What Role Should the Healthcare Delivery System Have in Addressing Social Determinants of Health?

Bruce Sherman, MD, FCCP, FACOEM, is the medical director for Population Health Management for the RightOpt private exchange offering for Buck Consultants, A Xerox Company, and he is the consulting medical director for Employers Health Coalition, Inc. Previously he served as consulting corporate medical director for Wal-Mart Stores, Inc, Whirlpool Corporation, and The Goodyear Tire
With growing demand for practitioner accountability and a transition from fee-for-service to value-based care, there is now a compelling case to be made for healthcare delivery team support to address these social determinants of health.
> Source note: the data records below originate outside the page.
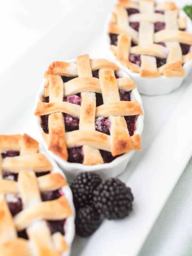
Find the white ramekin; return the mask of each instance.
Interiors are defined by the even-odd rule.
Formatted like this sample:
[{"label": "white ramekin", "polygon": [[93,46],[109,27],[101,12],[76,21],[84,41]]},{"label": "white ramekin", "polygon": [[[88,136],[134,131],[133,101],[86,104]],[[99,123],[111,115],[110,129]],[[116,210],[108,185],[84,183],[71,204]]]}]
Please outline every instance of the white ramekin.
[{"label": "white ramekin", "polygon": [[[50,156],[47,154],[44,149],[41,147],[41,146],[40,146],[39,151],[40,153],[42,153],[45,156],[51,164],[53,167],[52,170],[51,172],[51,173],[59,172],[66,179],[66,177],[63,173],[63,172],[59,168],[55,162],[50,157]],[[68,249],[67,251],[63,253],[62,254],[62,256],[69,256],[71,252],[72,242],[75,236],[75,211],[73,204],[72,192],[68,185],[68,184],[66,186],[63,187],[61,188],[61,190],[68,202],[73,213],[72,216],[68,217],[67,218],[64,224],[65,238],[68,245]]]},{"label": "white ramekin", "polygon": [[[187,19],[187,31],[192,33],[192,22],[189,17],[182,10],[180,11],[181,17],[185,17]],[[108,25],[111,20],[111,14],[109,15],[105,24],[104,36],[107,43],[107,47],[109,52],[109,58],[116,62],[122,69],[124,70],[137,84],[138,91],[141,94],[149,96],[167,94],[176,90],[180,86],[182,82],[189,74],[192,68],[192,60],[183,65],[186,74],[183,77],[169,77],[161,76],[159,77],[147,78],[141,77],[140,74],[132,72],[130,69],[124,67],[116,60],[116,57],[110,50],[110,39],[108,36]]]},{"label": "white ramekin", "polygon": [[[67,62],[76,62],[76,60],[71,60],[67,61]],[[121,70],[117,71],[117,73],[122,77],[129,77],[127,74],[124,70]],[[35,109],[37,103],[41,100],[42,96],[44,92],[45,83],[45,80],[44,79],[40,85],[36,96]],[[141,135],[143,129],[144,111],[141,99],[136,88],[132,91],[131,100],[137,100],[143,112],[143,115],[140,115],[137,118],[136,122],[137,129],[135,131],[135,134]],[[47,145],[42,135],[43,130],[40,124],[40,117],[39,116],[36,116],[35,118],[36,119],[37,132],[40,142],[47,150],[50,156],[57,162],[65,172],[68,180],[70,181],[72,180],[78,173],[82,172],[91,172],[98,173],[103,179],[116,177],[124,172],[127,164],[132,158],[135,153],[135,151],[132,151],[119,156],[111,163],[100,164],[86,165],[81,164],[69,163],[63,160],[59,156],[48,149]]]}]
Collectively, we are rapidly approaching a defining moment when it comes to the health and well-being of residents in the United States.
 
A confluence of factors is creating what may be the perfect storm. The middle class is shrinking with 51% of American adults now earning less than $30,000 per year, according to the Social Security Administration.1 The cost of healthcare continues to rise, particularly so for these low-wage earners who are faced with the unfortunate choice of either paying for healthcare or basic necessities such as housing and food. Stress levels in the general population continue to rise with financial stress at the top of many population-based surveys.
 
In 1948, the World Health Organization defined health as “…a state of complete physical, mental and social well-being and not merely the absence of disease or infirmity.” Unfortunately, many healthcare entities have seemingly focused exclusively on the physical component of this definition. A number of factors understandably contribute to (if not necessitate) this approach—a focus of medical school training on the increasingly complex field of medical care and expanding healthcare process and outcomes compliance reporting demands from clinical personnel, as well as narrowing revenue margins and the push to increase patient throughput, among others.
 
This physical health focus has represented a significant priority for low-income individuals, where treatment compliance challenges have been well documented, particularly among those enrolled in government insurance programs. Specific care management issues have characterized issues with gaps in care, medication adherence, and appointment follow-up, among others. While many might argue that the patient is to blame, another perspective is that these data highlight shortcomings of the narrow and clinically focused medical treatment model, despite well-intentioned practitioners.
 
With growing demand for practitioner accountability and a transition from fee-for-service to value-based care, there is now a compelling case to be made for healthcare delivery team support to address these social determinants of health. At greatest risk are accountable care organizations (ACOs), which may miss performance goals if they’re unable to achieve desired clinical outcomes.
 
In their insightful book, The American Health Care Paradox, Elizabeth Bradley and Lauren Taylor have chronicled the history of the separation between the healthcare delivery system and social service programs in the US, and how the US differs from that of other countries in that regard.2 While the authors acknowledge that an expanded government welfare state and cooperation among groups with fundamentally opposing viewpoints are unlikely to occur anytime soon, they present some selected examples of successful, community-level integration of medical and social services and their beneficial outcomes.